Homes, including tower blocks, can now be made off-site with machines that could be operated by one person.
Daryl Patterson of Lend Lease Australia told a building conference last week that Cross Laminated Timber (CLT) - which uses several layers of wood, stacked crossways and bonded together - is an efficient and plentiful building product.
Patterson says if the system were adopted here then there would be little need to import concrete and steel for home construction and New Zealand would have a self-sustaining construction industry that could build homes faster and cheaper.
Patterson investigated CLT after seeing how robotic technology could use the fabricated wood product to make multi-storey buildings.
"We looked at more than 100 options and it kept coming back to timber: easy to construct, sustainable, durable and cost efficient," he says.
"We can now design and manufacture an entire apartment block in a warehouse, from a computer software program and robotic [machinery] operated by one guy."
Patterson points to London's Graphite Apartments as one example.
"This was social and affordable housing where CLT was being used in very economically tight circumstances."
In 2013 Lend Lease used the system to build the Forte, a residential building that is Melbourne's tallest timber structure.

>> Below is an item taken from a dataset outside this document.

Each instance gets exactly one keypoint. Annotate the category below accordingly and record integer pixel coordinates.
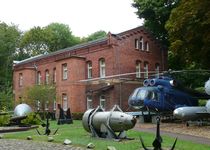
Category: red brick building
(101, 72)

"What we found using CLT was, not only was it faster to build than a conventional building by 30 per cent, we also reduced truck movements to and from the site by 90 per cent."
Patterson says other benefits included a quieter construction site, a smaller construction crew and "significant thermal properties".
"Buyers were not concerned about what the building was built out of. They just wanted a nice, modern home."
• Tall Wood is using CLT at The Grounds, Hobsonville Point.